Additionally, elevator doors should not operate so as to forcibly knock a person down. It would seem apparent from the sales contract in the instant case that Otis is in accord with this belief. In Otis’ modernization contract with the Bank an express warranty that the doors will not so contact persons is stated:

“An electronically operated proximity detector device will be installed on the leading edge of the car doors. This device will contain specially designed electronic tubes and suitable antennae enclosed in an insulated metal chassis so that the antennae, electronic tubés, and associated equipment are not visible. The device will create a three-dimensional zone of detection for virtually the entire height of the door opening. This zone of detection will extend a short distance in front of the leading edge of both the car doors and the hoistway doors. The doors will be prevented from closing from their fully open position if a person within the zone of detection causes the detector to operate. The zone of detection will move forward as the doors close and the presence of a person within this zone will operate one or more of the electronic tubes to stop and reopen the doors, after which the doors will again start to close.”
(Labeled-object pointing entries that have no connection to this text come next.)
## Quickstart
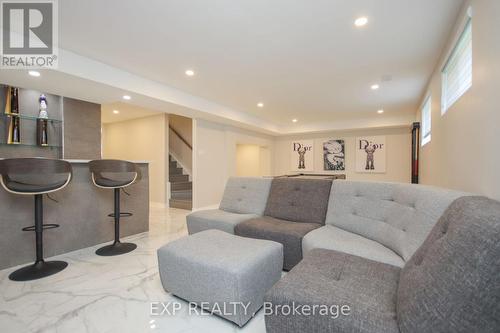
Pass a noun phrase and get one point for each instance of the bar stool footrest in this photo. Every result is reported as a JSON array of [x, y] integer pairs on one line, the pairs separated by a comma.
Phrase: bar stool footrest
[[122, 214], [44, 226]]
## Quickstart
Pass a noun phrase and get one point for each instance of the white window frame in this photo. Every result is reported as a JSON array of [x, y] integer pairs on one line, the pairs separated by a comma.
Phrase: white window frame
[[451, 61], [426, 112]]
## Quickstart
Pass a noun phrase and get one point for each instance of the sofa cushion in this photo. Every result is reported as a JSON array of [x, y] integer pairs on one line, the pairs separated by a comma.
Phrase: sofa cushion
[[215, 219], [333, 278], [287, 233], [246, 195], [397, 215], [452, 283], [333, 238], [299, 200]]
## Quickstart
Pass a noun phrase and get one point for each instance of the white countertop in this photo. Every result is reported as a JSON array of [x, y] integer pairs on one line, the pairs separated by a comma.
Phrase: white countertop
[[86, 161]]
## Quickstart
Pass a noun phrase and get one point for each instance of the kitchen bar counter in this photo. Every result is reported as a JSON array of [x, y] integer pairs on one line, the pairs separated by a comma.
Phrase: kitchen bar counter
[[81, 212]]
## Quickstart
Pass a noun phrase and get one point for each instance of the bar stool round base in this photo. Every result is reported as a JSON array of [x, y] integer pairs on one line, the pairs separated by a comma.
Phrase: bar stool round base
[[116, 249], [38, 270]]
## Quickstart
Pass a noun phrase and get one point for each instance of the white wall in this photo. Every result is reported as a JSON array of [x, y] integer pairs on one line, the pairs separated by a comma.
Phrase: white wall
[[398, 163], [214, 158], [141, 139], [248, 161], [463, 152]]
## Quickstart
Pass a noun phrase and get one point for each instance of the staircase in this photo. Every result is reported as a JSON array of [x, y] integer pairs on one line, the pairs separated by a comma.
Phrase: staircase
[[181, 188]]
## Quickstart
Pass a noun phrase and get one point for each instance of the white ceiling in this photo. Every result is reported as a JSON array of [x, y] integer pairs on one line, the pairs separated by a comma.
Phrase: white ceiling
[[125, 111], [302, 59]]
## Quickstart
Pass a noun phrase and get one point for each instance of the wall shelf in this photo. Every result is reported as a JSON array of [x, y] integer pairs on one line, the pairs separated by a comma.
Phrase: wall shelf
[[28, 145], [25, 117]]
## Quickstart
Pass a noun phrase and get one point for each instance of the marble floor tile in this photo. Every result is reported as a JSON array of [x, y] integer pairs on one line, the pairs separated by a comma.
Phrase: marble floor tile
[[108, 294]]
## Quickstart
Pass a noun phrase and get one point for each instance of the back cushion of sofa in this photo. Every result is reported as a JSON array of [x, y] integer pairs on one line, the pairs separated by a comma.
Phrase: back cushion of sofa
[[246, 195], [452, 282], [397, 215], [299, 200]]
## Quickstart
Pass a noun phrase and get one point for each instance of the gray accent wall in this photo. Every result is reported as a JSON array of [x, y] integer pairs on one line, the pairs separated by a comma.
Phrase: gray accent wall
[[28, 103], [82, 129], [81, 213], [78, 136]]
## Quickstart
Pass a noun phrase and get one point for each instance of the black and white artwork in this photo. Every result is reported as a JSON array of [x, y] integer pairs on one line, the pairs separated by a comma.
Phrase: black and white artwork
[[302, 155], [370, 154], [334, 155]]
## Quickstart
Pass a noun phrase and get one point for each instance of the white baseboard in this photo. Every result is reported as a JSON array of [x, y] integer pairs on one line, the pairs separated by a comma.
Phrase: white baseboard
[[157, 204], [206, 207]]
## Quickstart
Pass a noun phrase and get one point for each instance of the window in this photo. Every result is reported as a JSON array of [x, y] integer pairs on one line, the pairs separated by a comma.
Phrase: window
[[426, 121], [457, 72]]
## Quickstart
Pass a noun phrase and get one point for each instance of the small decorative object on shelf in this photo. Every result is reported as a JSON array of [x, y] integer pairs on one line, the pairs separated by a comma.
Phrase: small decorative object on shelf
[[14, 131], [41, 128], [12, 110], [12, 101]]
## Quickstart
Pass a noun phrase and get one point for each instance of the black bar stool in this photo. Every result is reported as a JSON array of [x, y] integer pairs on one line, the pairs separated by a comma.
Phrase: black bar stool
[[36, 176], [115, 174]]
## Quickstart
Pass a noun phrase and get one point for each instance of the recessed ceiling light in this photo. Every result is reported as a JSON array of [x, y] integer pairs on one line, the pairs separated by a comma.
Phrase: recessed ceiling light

This conclusion is further substantiated in First National Bank v. Otis Elevator Company, supra, at page 89, 406 P.2d 430.

Otis’ affidavit and the record that were before the trial court at the time of the Bank’s motion for summary judgment alleged no facts which if Otis proved would relieve Otis of its duty to indemnify the Bank or to make Otis and the Bank joint tort-feasors. The general allegations in the affidavit of Otis’ representative, C. O. Eagler, present no material or genuine issue of fact that relieve Otis of its obligation to indemnify the Bank. The mere statement, as above noted, regarding the “at rest” period of the elevators does not overcome Otis’ strict duty to maintain the elevators in such working order that they will not strike any person entering or exiting the elevators. Further, the general negative statement contained in Eagler’s affidavit that the Bank did not advise Otis of any malfunction of the elevator door two weeks prior to the injury presents nothing which would exculpate Otis’ duty to the Bank under both the modernization and maintenance agreements. Negative allegations are insufficient to present a genuine issue of fact. Stevens v. Anderson, 75 Ariz. 331, 256 P.2d 712 (1953).

The rendering of summary judgment in the trial court in favor of the Bank against Otis is affirmed.

NOTE: Judge HERBERT F. KRUCKER having requested that he be relieved from consideration of this matter, Judge NORMAN S. FENTON was called to sit in his stead and participate in the determination of this decision.